Moffitt AM Report PEARLS 6/26: Approach to liver abscesses

  • Etiology:
    • Hematogenous seeding
    • Direct spread (from portal circulation, biliary infection)
  • Organisms:
    • Pyogenic
      • Monomicrobial vs. polymicrobial
      • *Klebsiella pneumonia is responsible for 50% of liver abscesses in Taiwan and is almost always monomicrobial
    • Amebic (E. histolytica)
    • Echinococcus
  • A GREAT table drawn up on the board by HH – a for sure PEARL!!

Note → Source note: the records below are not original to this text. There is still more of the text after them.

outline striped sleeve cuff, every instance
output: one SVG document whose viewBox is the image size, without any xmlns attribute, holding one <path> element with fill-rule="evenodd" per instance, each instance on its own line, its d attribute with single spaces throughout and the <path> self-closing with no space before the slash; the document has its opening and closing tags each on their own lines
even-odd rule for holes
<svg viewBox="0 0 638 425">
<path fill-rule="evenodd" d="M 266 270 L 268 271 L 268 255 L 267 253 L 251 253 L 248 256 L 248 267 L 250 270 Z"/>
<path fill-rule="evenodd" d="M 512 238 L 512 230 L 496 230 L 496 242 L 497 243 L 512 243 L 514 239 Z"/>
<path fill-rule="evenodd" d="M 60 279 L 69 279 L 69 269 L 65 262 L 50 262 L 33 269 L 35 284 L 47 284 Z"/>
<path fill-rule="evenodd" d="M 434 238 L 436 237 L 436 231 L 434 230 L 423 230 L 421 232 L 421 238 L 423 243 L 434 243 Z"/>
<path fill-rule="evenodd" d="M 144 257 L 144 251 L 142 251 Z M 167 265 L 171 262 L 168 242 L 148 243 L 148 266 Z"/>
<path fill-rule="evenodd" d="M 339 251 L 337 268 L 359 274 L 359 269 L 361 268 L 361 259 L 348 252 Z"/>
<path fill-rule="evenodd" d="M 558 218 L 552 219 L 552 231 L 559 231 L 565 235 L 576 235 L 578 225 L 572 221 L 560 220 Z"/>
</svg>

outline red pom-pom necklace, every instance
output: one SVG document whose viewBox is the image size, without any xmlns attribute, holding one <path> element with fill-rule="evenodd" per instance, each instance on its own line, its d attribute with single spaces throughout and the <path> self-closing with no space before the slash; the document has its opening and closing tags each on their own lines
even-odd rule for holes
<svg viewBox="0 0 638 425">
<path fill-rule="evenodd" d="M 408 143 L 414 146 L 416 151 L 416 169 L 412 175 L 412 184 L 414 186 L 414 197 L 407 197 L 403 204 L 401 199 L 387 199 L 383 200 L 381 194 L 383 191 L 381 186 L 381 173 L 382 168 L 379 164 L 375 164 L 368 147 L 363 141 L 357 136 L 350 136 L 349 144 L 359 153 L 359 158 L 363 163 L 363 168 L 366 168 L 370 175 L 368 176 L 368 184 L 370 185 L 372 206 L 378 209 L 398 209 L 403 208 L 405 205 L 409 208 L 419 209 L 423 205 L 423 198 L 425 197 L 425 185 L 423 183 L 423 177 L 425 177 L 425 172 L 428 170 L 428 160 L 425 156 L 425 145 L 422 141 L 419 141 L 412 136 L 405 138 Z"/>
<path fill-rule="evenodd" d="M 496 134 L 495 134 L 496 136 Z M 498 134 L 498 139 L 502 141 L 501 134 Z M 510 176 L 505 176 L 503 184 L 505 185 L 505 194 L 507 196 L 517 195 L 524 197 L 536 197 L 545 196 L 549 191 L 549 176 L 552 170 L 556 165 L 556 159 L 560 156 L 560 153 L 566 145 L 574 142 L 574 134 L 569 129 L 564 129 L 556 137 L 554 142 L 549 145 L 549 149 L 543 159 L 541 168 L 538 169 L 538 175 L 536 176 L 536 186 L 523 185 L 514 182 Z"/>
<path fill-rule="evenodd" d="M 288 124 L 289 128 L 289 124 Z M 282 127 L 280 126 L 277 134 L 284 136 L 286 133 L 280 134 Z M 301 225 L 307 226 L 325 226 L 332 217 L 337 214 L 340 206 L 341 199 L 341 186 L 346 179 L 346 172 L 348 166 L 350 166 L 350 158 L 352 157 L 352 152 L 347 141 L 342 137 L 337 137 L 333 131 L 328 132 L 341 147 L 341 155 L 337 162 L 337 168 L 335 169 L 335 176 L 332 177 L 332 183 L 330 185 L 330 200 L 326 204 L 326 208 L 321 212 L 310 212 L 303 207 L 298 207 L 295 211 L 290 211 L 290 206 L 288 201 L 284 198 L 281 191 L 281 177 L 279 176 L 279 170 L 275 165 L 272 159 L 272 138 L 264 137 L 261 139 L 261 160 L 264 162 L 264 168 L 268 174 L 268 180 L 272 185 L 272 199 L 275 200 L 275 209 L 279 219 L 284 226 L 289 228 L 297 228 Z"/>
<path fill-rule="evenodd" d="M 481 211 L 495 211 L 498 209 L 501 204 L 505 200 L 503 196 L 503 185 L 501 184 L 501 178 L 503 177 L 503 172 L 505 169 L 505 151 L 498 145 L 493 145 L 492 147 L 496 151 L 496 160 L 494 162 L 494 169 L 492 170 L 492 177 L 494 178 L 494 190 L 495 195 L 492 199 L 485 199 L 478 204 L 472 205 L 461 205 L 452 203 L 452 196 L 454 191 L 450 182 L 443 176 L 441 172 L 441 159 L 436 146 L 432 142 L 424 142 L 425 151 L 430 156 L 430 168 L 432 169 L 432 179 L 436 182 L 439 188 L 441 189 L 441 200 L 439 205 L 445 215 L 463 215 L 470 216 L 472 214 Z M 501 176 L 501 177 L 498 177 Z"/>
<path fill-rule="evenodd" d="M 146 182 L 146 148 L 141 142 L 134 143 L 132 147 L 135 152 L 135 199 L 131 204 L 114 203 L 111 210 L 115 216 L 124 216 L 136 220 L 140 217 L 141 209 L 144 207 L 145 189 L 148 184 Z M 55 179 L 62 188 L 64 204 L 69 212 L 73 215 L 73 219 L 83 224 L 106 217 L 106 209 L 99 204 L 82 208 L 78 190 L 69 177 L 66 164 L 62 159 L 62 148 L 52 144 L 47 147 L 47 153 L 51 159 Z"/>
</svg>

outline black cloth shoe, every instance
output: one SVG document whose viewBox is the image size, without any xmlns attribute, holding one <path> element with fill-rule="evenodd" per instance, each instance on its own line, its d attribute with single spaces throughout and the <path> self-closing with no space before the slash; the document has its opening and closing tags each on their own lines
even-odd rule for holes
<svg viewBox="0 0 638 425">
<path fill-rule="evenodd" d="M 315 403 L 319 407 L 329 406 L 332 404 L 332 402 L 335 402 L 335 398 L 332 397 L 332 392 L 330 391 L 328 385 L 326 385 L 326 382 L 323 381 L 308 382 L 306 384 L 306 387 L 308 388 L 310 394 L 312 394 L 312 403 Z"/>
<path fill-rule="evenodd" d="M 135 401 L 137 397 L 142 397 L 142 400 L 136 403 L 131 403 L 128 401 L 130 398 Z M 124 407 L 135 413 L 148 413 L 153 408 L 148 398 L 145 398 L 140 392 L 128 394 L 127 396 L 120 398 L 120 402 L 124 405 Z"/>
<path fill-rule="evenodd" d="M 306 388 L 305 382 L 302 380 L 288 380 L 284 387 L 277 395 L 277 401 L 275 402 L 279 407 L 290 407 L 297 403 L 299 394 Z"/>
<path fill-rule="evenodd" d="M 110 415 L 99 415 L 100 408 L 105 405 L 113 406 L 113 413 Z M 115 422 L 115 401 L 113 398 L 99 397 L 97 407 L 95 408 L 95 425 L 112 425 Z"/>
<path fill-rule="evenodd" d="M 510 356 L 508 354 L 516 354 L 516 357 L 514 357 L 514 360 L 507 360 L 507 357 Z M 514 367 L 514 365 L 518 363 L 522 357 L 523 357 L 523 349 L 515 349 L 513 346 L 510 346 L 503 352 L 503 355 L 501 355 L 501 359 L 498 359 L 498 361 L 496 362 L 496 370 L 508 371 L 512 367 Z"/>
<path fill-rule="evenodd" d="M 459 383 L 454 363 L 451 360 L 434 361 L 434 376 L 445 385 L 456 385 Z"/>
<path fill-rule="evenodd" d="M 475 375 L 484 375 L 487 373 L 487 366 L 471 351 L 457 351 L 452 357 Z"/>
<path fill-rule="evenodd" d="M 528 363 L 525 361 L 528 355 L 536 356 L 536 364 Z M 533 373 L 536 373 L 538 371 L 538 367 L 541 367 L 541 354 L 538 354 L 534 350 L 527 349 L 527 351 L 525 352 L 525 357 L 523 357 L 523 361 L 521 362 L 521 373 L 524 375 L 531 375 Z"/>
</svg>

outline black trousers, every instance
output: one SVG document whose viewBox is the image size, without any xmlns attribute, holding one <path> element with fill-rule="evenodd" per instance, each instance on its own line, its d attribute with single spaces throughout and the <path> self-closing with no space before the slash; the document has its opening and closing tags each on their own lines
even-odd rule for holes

  Amebic liver abscess Pyogenic liver abscess
Location R lobe > L lobe Anywhere
Pleuropulmonary involvement 50% Rare
# of lesions Single Single or multiple
Aspirate Anchovy paste (cytolytic, so low WBC) Frank pus
  • Diagnosis:
    • *For E. histolytica, can send serologies (99% of pts with amebic liver abscess have +Abs!)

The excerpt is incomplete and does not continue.